Recently, Google launched a new model, Gemini 2.5 Pro and it’s been making waves. I spent a lot of time messing around with the model last week in prep for the video I put out (please subscribe if you’re enjoying the videos, it motivates me to make ridiculous thumbnails)
I’ve continued to test it out, and have been blown away by it. Here’s everything you need to know.
The Big Picture: A Million-Token Context Window
The standout feature for me is the staggering 1-million token context window. It’s not the first Google model to have a 1-million token context window, but Google said it will also be increasing the context window to 2-million tokens in the near future.
For reference, the Great Gatsby is ~66k tokens. If you want to run your own needle-in-a-haystack experiments, you can use these prompts in PromptHub. They are all set up and ready to go.
Needle in a haystack prompt 1: Has 66k tokens in the prompt and a single needle
Needle in a haystack prompt 2: Has 200k tokens in the prompt and a single needle
Native PDF Support
Another nice feature of Gemini 2.5 Pro is the native PDF support. Working with parsers can be a huge nightmare when dealing with PDFs that have tables, charts, and other types of data.
Gemini 2.5 Pro can handle PDFs straight out of the box (a feature that Anthropic currently offers as well).
Coding example
One of the cooler parts of my testing was having Gemini 2.5 Pro create this cool little game below.
It’s a simple game, and the prompt was very simple, but the execution was flawless. The model not only generated code that worked smoothly, but it even handled subtle nuances like movement and collision detection gracefully. It’s the kind of fluid, responsive behavior that sets Gemini 2.5 Pro apart, especially when compared to other top models from other providers (see below).

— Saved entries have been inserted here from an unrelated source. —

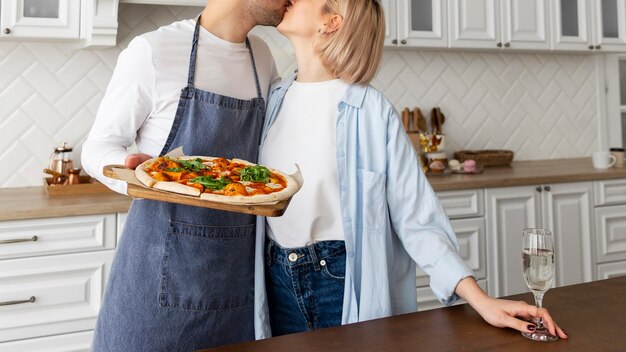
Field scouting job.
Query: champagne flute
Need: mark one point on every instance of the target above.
(538, 268)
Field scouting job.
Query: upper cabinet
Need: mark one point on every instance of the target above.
(422, 23)
(562, 25)
(499, 24)
(42, 19)
(589, 25)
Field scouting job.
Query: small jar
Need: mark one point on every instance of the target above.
(438, 156)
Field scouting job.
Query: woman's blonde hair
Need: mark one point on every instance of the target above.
(353, 52)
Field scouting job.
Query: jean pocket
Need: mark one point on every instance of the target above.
(373, 201)
(335, 266)
(207, 267)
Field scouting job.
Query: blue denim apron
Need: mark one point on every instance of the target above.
(183, 277)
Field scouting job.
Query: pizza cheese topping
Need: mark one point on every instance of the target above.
(217, 176)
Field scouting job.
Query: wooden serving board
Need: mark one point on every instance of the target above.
(137, 191)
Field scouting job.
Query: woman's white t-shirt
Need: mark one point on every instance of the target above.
(304, 133)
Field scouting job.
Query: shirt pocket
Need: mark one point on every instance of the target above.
(207, 267)
(372, 201)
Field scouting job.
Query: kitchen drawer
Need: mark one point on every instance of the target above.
(57, 235)
(67, 289)
(610, 192)
(610, 233)
(611, 270)
(462, 204)
(77, 342)
(471, 236)
(426, 299)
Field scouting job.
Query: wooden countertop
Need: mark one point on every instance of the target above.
(524, 173)
(33, 202)
(594, 315)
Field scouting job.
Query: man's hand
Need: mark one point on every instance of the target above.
(133, 160)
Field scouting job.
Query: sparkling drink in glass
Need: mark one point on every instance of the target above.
(538, 269)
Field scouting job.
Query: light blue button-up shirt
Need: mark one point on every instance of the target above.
(392, 218)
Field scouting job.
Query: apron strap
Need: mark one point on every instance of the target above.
(194, 54)
(256, 76)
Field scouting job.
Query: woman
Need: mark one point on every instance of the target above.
(345, 249)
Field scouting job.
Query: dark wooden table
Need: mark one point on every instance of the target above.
(594, 315)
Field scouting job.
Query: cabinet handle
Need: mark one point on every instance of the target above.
(19, 240)
(12, 303)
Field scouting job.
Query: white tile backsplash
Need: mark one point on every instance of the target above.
(541, 106)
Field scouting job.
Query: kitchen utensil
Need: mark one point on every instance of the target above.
(440, 120)
(419, 120)
(60, 159)
(406, 119)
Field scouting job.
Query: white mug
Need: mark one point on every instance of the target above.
(601, 160)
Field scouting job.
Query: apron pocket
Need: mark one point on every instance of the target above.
(208, 267)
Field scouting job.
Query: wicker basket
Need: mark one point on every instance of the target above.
(486, 157)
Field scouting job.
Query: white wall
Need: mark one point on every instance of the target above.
(540, 106)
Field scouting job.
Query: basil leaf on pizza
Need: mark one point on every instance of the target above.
(257, 173)
(223, 180)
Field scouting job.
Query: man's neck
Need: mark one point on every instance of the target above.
(226, 20)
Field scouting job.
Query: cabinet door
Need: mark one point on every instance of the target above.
(41, 19)
(508, 211)
(567, 210)
(525, 24)
(610, 233)
(572, 29)
(422, 23)
(475, 24)
(610, 25)
(67, 291)
(391, 32)
(471, 236)
(77, 342)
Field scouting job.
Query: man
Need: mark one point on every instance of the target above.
(183, 277)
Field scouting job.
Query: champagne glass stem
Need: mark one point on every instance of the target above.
(539, 304)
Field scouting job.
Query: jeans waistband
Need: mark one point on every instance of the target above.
(303, 255)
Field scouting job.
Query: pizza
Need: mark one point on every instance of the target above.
(233, 181)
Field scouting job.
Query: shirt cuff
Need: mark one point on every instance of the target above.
(447, 273)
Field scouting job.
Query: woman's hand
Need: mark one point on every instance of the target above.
(134, 160)
(503, 313)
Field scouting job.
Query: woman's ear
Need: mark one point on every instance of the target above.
(333, 24)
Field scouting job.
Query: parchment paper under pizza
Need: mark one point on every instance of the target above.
(216, 179)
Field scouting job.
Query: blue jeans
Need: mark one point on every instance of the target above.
(305, 286)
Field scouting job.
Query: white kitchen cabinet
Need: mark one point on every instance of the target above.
(77, 342)
(585, 25)
(565, 209)
(610, 228)
(40, 19)
(416, 23)
(51, 288)
(465, 210)
(506, 24)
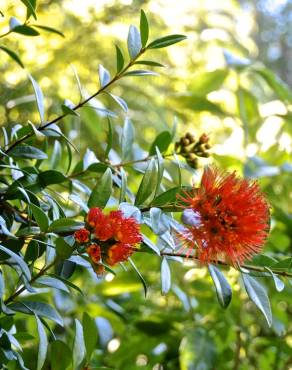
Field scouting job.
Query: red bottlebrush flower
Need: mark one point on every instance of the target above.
(82, 236)
(94, 252)
(227, 217)
(118, 253)
(95, 217)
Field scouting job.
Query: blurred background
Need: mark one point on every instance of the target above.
(230, 79)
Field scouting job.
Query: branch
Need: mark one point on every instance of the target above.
(81, 104)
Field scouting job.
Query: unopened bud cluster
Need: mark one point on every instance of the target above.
(190, 148)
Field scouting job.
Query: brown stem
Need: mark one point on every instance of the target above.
(22, 289)
(81, 104)
(222, 263)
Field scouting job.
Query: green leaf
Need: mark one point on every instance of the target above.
(159, 223)
(120, 59)
(49, 29)
(51, 177)
(148, 183)
(165, 277)
(90, 334)
(141, 72)
(149, 63)
(223, 290)
(257, 293)
(38, 308)
(134, 42)
(39, 97)
(144, 28)
(162, 141)
(30, 5)
(127, 139)
(25, 30)
(165, 41)
(43, 344)
(277, 281)
(276, 84)
(41, 218)
(61, 356)
(123, 185)
(120, 101)
(63, 249)
(170, 196)
(79, 345)
(204, 83)
(12, 55)
(69, 111)
(102, 191)
(65, 225)
(23, 266)
(27, 151)
(53, 283)
(139, 275)
(104, 75)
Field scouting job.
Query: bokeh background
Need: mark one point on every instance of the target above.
(230, 79)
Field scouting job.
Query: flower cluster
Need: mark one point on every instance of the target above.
(190, 148)
(109, 238)
(227, 218)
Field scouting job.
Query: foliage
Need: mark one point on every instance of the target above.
(55, 312)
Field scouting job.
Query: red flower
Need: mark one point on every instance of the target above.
(227, 217)
(118, 253)
(82, 236)
(117, 235)
(94, 252)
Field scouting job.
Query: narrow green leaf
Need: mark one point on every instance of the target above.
(65, 225)
(120, 101)
(149, 63)
(123, 185)
(39, 97)
(25, 30)
(38, 308)
(223, 290)
(27, 151)
(61, 356)
(104, 75)
(30, 7)
(49, 29)
(257, 293)
(127, 139)
(43, 344)
(120, 59)
(162, 141)
(148, 183)
(90, 334)
(277, 281)
(63, 249)
(144, 28)
(165, 41)
(102, 191)
(165, 277)
(79, 345)
(139, 275)
(19, 260)
(134, 42)
(12, 55)
(53, 283)
(41, 218)
(141, 72)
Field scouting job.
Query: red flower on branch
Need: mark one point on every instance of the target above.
(117, 236)
(94, 252)
(82, 236)
(227, 218)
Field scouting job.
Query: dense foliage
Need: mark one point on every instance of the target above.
(84, 286)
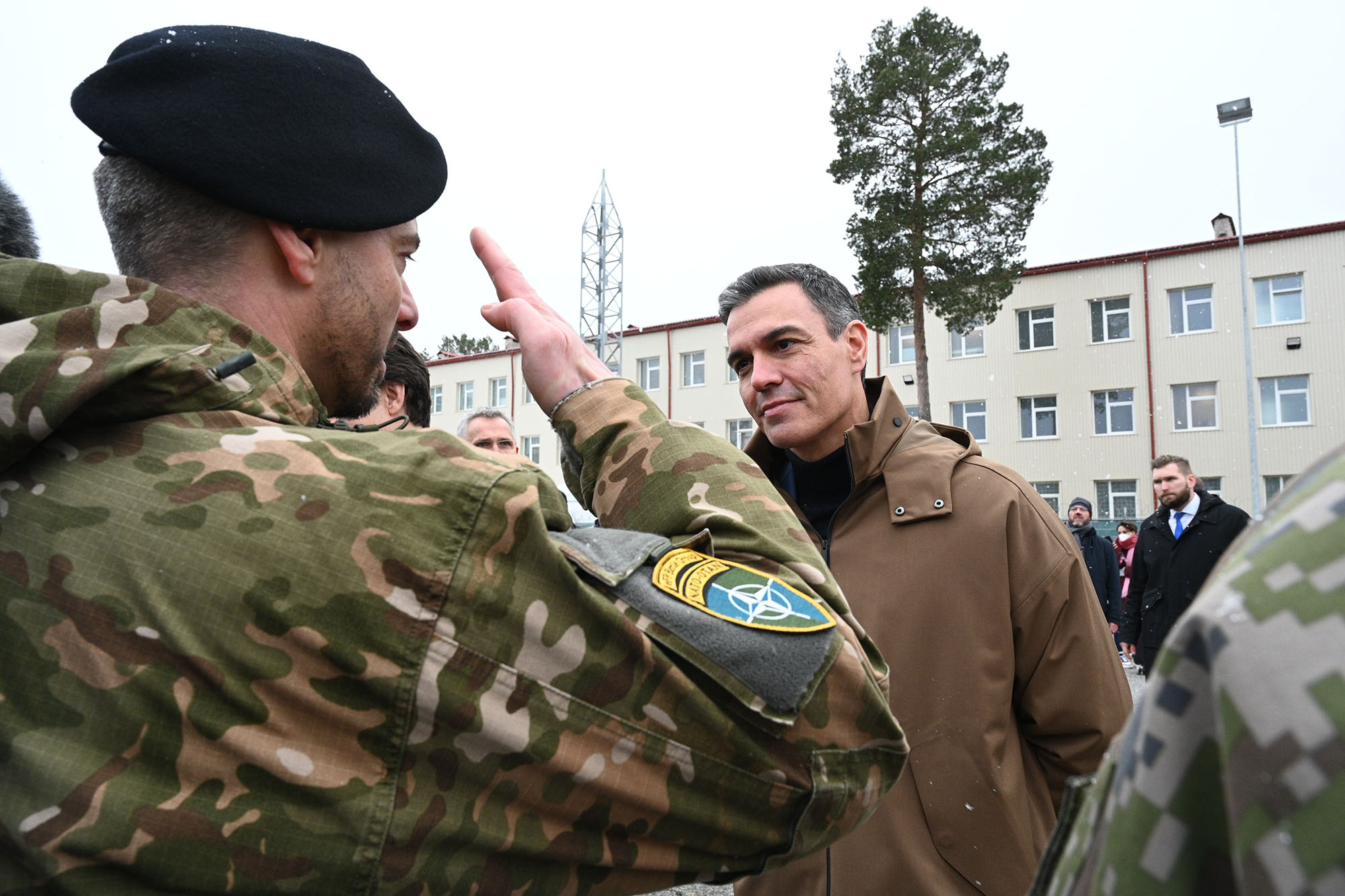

Prompt: Make me a captivating space invaders style game, but a dog-style themed version. p5js scene, no HTML
For reference here’s the game that o3-mini-high made with the same exact prompt. It was the worst of the bunch.
Claude 3.7 Sonnet
Link to my thread on X where I give a little more detail about each game.
Pricing
Pricing for Gemini 2.5 Pro isn’t available yet, but it’s worth noting just how cheap models are getting, especially Google models.
While o3-mini costs:
$1.10 / 1M input tokens
$4.40 / 1M output tokens
And Claude 3.5 Sonnet costs:
$3.00 / 1M input tokens
$15.00 / 1M output tokens
Google 2.0 Flash costs:
$0.10 / 1M input tokens
$0.40 / 1M output tokens
Google 2.0 Flash is ~90% cheaper than o3-mini and 97% cheaper than Claude 3.5!!
WTF do we do with RAG
I’ve never been a huge believer in RAG. There certainly are situations where it makes sense (which I plan to cover in a future video), but it always felt like an over-engineered solution that people reached for too early in their LLM optimization process.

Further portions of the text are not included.